The  Death of the CISO Resume

- Michael Piacente, Hitch Partners

I hate resumes, there, I said it. Anyone who has worked with me knows my disdain for them, but it's not for the reason you might think. I'm actually a history nerd who enjoys reading about a person's journey and how they became who they are.

For years, companies have relied on the resume to evaluate CISO talent. That reliance is a mistake because the resume is an outdated, ineffective way to evaluate executive talent, and it’s failing both job seekers and hiring companies. The resume with its bullet points and chronological format is a relic that simply can’t capture the complexity of a modern CISO’s skills and experiences. While a resume might be a career timeline, it completely misses the most critical part of the story.

The Resume Is Obsolete

A resume is a career anthology, but its value stops there. It's an outdated and ineffective way to truly evaluate executive talent, especially for a CISO. The modern CISO role isn't one job—it's 10 to 12 roles rolled into one, a complexity the resume can't begin to capture. When a company is hiring a CISO, they need to evaluate a candidate's skills, scale, and experience, which the resume fails to capture.

There have been many articles claiming that the resume’s value is waning as hiring shifts to a skills-based approach. From my view, the CISO resume is already well past obsolete. Appropriately evaluating a CISO’s fit requires a keen focus on what a CISO has done, where they did it, who they did it with, and how they could apply their experience in a new and challenging environment. CISOs are not just the "Chief How Have You Kept Your Companies Safe Officers," they are also "Chief Anticipate What's Around The Corner Officers." They are the masters of many skills and often a few superpowers. Being these things and many others requires the modern CISO to be a true storyteller.

The Problem of Context

The problem is that a resume is a detailed timeline of bullet points that only attempts to show a CISO's scale and scope. I've seen it happen time and again, where a hiring manager dismisses a candidate based on a pre-conceived notion about a past employer, only to change their mind once they hear the full story. Without this context, hiring managers are forced to fill in the blanks, often with their own biases.

It completely misses the context: why they did what they did, what was going on at the company at the time, and who they collaborated with to do what they did. Without this context, evaluators often resort to their own biases, judging a candidate’s perceived skills and basing their evaluation on a company's reputation or their own unrelated experiences. We are constantly catching hiring teams on this.

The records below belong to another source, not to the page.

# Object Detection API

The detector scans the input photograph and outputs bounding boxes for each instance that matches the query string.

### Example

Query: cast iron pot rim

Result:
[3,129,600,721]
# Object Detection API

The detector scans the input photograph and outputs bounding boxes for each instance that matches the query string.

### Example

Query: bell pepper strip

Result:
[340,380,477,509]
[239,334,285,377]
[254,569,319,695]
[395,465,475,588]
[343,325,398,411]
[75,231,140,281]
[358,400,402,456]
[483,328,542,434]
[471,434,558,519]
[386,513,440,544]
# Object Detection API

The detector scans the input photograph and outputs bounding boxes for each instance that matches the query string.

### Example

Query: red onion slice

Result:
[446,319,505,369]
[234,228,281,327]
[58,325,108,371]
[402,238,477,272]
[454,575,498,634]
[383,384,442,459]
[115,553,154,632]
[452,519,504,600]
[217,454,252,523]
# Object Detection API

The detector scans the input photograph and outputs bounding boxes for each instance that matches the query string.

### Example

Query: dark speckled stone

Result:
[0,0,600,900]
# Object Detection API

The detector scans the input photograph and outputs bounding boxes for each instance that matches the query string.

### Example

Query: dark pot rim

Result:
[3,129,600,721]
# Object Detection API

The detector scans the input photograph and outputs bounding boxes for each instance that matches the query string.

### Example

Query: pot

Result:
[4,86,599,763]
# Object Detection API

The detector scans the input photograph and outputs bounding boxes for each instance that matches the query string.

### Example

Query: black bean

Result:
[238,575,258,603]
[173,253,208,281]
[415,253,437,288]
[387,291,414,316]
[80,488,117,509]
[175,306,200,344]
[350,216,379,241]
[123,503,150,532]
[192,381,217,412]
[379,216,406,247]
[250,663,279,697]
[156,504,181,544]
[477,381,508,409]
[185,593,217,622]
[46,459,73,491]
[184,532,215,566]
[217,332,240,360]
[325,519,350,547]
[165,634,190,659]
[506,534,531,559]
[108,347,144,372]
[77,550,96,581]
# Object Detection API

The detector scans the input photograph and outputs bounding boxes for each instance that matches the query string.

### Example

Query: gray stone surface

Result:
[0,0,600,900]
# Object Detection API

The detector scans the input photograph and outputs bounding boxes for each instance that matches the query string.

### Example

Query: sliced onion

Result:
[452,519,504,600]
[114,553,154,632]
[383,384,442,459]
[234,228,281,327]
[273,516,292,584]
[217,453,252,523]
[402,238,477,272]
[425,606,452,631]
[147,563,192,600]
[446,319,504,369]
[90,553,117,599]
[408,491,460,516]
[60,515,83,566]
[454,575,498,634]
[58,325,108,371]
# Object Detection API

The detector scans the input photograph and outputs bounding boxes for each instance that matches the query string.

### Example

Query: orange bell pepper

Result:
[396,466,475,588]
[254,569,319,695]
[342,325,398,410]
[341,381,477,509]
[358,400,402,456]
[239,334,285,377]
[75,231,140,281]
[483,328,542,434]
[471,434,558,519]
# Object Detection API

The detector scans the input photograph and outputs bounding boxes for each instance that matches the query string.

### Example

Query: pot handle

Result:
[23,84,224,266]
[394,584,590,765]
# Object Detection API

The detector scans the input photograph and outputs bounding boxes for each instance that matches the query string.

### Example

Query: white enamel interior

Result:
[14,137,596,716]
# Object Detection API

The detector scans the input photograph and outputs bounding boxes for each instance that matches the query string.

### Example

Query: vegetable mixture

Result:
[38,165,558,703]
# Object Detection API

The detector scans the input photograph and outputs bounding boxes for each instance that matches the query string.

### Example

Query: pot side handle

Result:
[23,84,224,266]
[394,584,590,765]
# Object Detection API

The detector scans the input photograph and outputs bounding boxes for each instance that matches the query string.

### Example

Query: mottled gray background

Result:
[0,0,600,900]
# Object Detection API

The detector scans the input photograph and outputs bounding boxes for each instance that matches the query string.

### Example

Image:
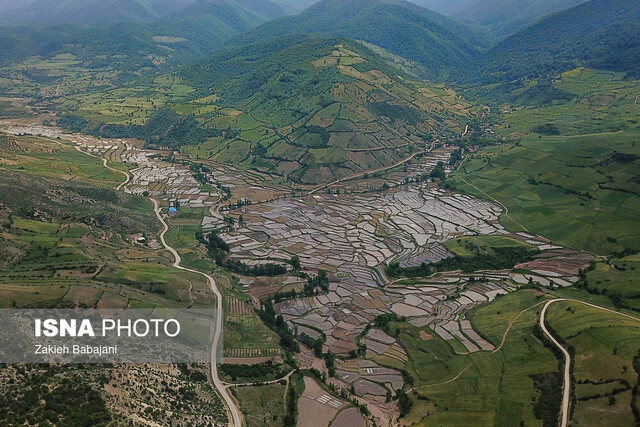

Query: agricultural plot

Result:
[547,302,640,426]
[297,377,345,426]
[233,384,286,427]
[0,129,213,308]
[221,145,591,366]
[400,290,557,425]
[450,69,640,254]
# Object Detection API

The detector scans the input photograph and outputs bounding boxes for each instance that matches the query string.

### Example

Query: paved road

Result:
[151,198,242,427]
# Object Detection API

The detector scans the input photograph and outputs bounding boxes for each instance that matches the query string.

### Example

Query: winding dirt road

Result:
[150,198,242,427]
[540,298,640,427]
[65,135,242,427]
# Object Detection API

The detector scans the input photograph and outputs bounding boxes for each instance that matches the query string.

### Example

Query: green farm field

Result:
[392,290,557,426]
[449,71,640,254]
[546,301,640,426]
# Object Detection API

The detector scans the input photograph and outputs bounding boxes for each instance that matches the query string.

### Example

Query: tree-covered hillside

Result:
[57,35,471,185]
[465,0,640,104]
[2,0,196,25]
[225,0,490,77]
[0,0,284,72]
[448,0,585,38]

Having reviewed over 10,000 CISO resumes, I can say with confidence that most CISOs struggle with the format. They rarely frame the "where and why” they've done what they've done," or focus on the key people—the stakeholders, customers, and partners—that are so critical in a skills-based hiring world. This is why the traditional CISO resume has failed both the job seeker and the company.

The answer isn't a better resume—it's getting rid of them altogether

The Storyboard Solution

The answer isn't a better resume—it's getting rid of them altogether.

At our firm, we took a different approach nearly a decade ago. We stopped sending resumes to clients and instead began creating storyboards. We work to understand a client's specific growth areas, risks, and concerns, then we match a candidate's stories to those needs. This approach allows us to show clients exactly why a candidate is the right fit, which has resulted in a significantly higher rate of success in getting candidates an interview.

A Call to Action for CISOs

If you are a CISO looking for a new role, you should create a personal storyboard for yourself.  Continually tweak and practice telling your stories—the ones that convey what, where, why, and who of your career. I’m not suggesting constructing another client facing storyboard anthology.  This isn't a document you give to an interviewer; it's a tool for you, so these stories become so ingrained they're second nature.  Stories need to be in your hippocampus. 

In an unprecedented job market flooded with qualified talent, relying on an obsolete tool like the resume is a disservice to both companies and candidates. The time has come to move beyond bullet points and embrace the power of storytelling. For CISOs, this means turning your experiences into a compelling narrative; for companies, it means demanding more than just a list of past roles to find the right leader for the future.

A resume tells where you’ve been; a storyboard shows the impact you’ve made.